Speaking at the National Assembly, Philippe Couillard announced he was stepping down as Liberal leader, and won't take his seat as the newly-re-elected member for Roberval, three days after his crushing election defeat to François Legal and the CAQ.
"The unequivocal general election result, even after a mandate that was marked by a recovery and a historic revival of Quebec, leads me to make this decision," Couillard said. "The desire for change was clearly expressed, so we must accept the consequences."
As he did during his concession speech on Monday night, Couillard defended his government's record, touting his major accomplishments, including in balancing Quebec's books, increasing accessibility to family doctors, and increasing funding for schools.
"I'm leaving Quebec in better condition than it was in in 2014," he said. "The change has been profound. Our finances are balanced, the debt is in decline, the economy is strong. We are better able to finance our public services, especially education."
During his term, Couillard received widespread criticism for the austerity measures his government brought in to balance those books in the early part of his term.
Speaking in English, he also touted his party's creation of the Anglo secretariat.

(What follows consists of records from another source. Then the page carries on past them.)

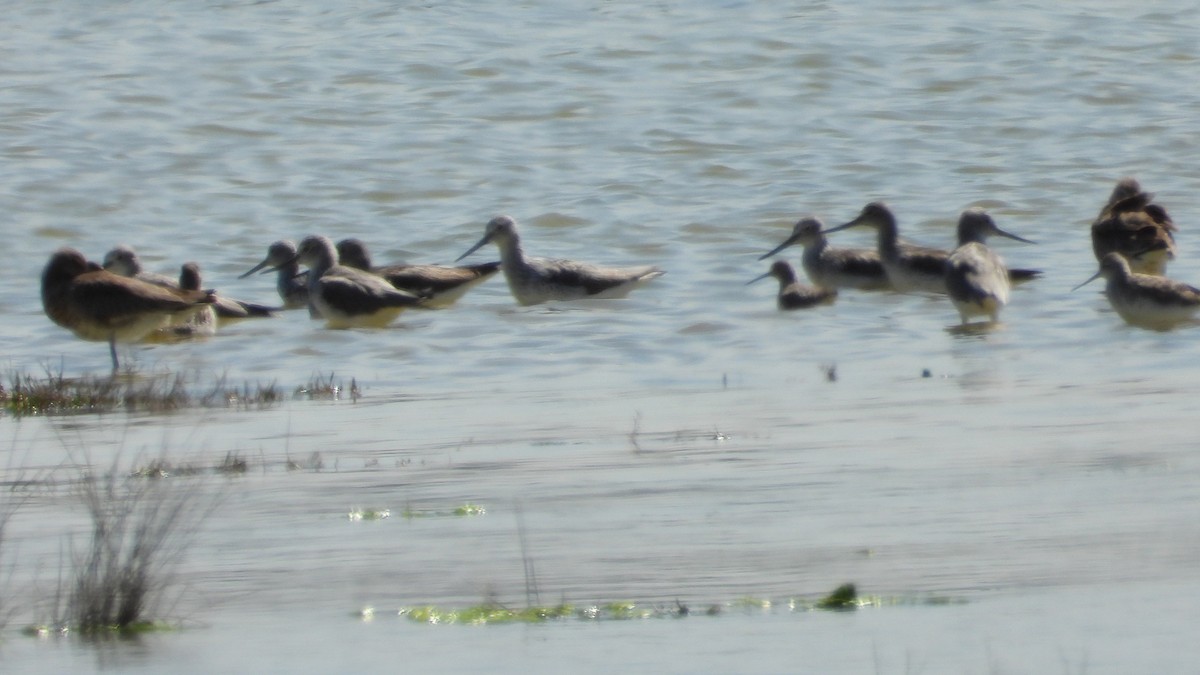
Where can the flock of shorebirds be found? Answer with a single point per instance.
(1133, 239)
(119, 302)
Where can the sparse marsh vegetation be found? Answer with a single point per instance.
(123, 575)
(54, 393)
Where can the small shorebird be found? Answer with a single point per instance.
(204, 321)
(793, 294)
(291, 284)
(540, 280)
(442, 286)
(123, 260)
(96, 304)
(346, 297)
(1145, 299)
(833, 268)
(976, 278)
(1132, 225)
(912, 268)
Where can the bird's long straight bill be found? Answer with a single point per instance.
(786, 243)
(256, 268)
(475, 248)
(1090, 279)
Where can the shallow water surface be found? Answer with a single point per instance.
(688, 444)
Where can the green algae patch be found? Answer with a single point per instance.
(463, 511)
(102, 631)
(843, 598)
(484, 614)
(54, 394)
(369, 514)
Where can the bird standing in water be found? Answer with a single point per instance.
(829, 267)
(540, 280)
(1145, 299)
(1132, 225)
(793, 294)
(976, 279)
(96, 304)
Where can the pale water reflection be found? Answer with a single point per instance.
(685, 443)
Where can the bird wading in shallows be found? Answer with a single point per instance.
(96, 304)
(541, 280)
(976, 278)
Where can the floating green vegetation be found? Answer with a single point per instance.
(843, 598)
(132, 629)
(469, 509)
(460, 511)
(489, 613)
(369, 514)
(57, 394)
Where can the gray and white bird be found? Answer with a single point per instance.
(439, 285)
(1144, 299)
(346, 297)
(793, 294)
(291, 284)
(541, 280)
(912, 268)
(976, 279)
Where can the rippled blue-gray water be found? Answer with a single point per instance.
(687, 443)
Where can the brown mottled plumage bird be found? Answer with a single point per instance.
(1132, 225)
(96, 304)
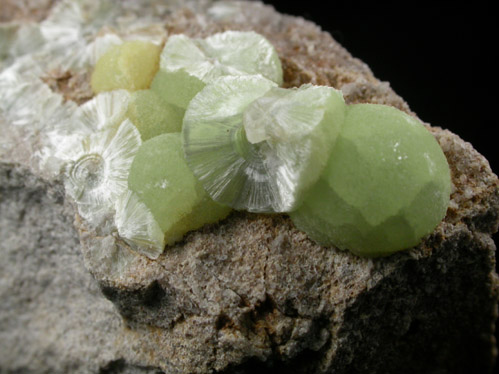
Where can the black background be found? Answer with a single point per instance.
(438, 56)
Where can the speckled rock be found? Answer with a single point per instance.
(251, 294)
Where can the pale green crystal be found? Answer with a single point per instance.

"English-speaking Quebecers now have a stronger voice and a better connection within the government," he said. "A well-funded secretariat, as well as a minister dedicated to defending and representing their interests because we are all first-class Quebecers. I want them to know, I didn't do this for short-term electoral reasons, but because of a profound belief in a truly inclusive Quebec."
'More quiet and serenity'
With his wife, Suzanne Pilote, by his side, he choked up, pausing at one point as he talked about her.
"Suzanne and I are heading to a new stage of our lives. It's hard to say today where that will take us," he said. "Towards new challenges and passions, I hope," he said. "Certainly, for more quiet and serenity. It's now time to think a little about us."
Couillard then made a plea to Liberals, and to Quebecers as a whole, for inclusion.
"Newcomers who fill a lot of available jobs do not pose a threat to our distinctiveness in America," he said. "On the contrary, each and every one of them is an essential asset for our growth. It's up to all of us to make sure that they integrate well into Quebec society. To that end, every word, every gesture counts, one way or the other.
"Quebec must remain a welcoming place — an inclusive society where everyone is invited to the table, a place where people are judged for what is in their heads, not on them, and in their hearts, for what they and they can bring us."
Couillard's successor, François Legault, tweeted his thanks Thursday morning for his contributions to Quebec society.
"Politics is demanding and requires courage, and that is worthy of respect," Legault wrote. "I wish him the best of luck for the future.
Speaking in Montreal on Thursday, Prime Minister Justin Trudeau also paid tribute to the outgoing premier.
"I thank Philippe Couillard for his service to Quebecers, and to all Canadians, as premier," he said. "We worked very well together, we had a very positive relationship, and I know that service to his community and his country is at the heart of who he is. I thank him very deeply for that."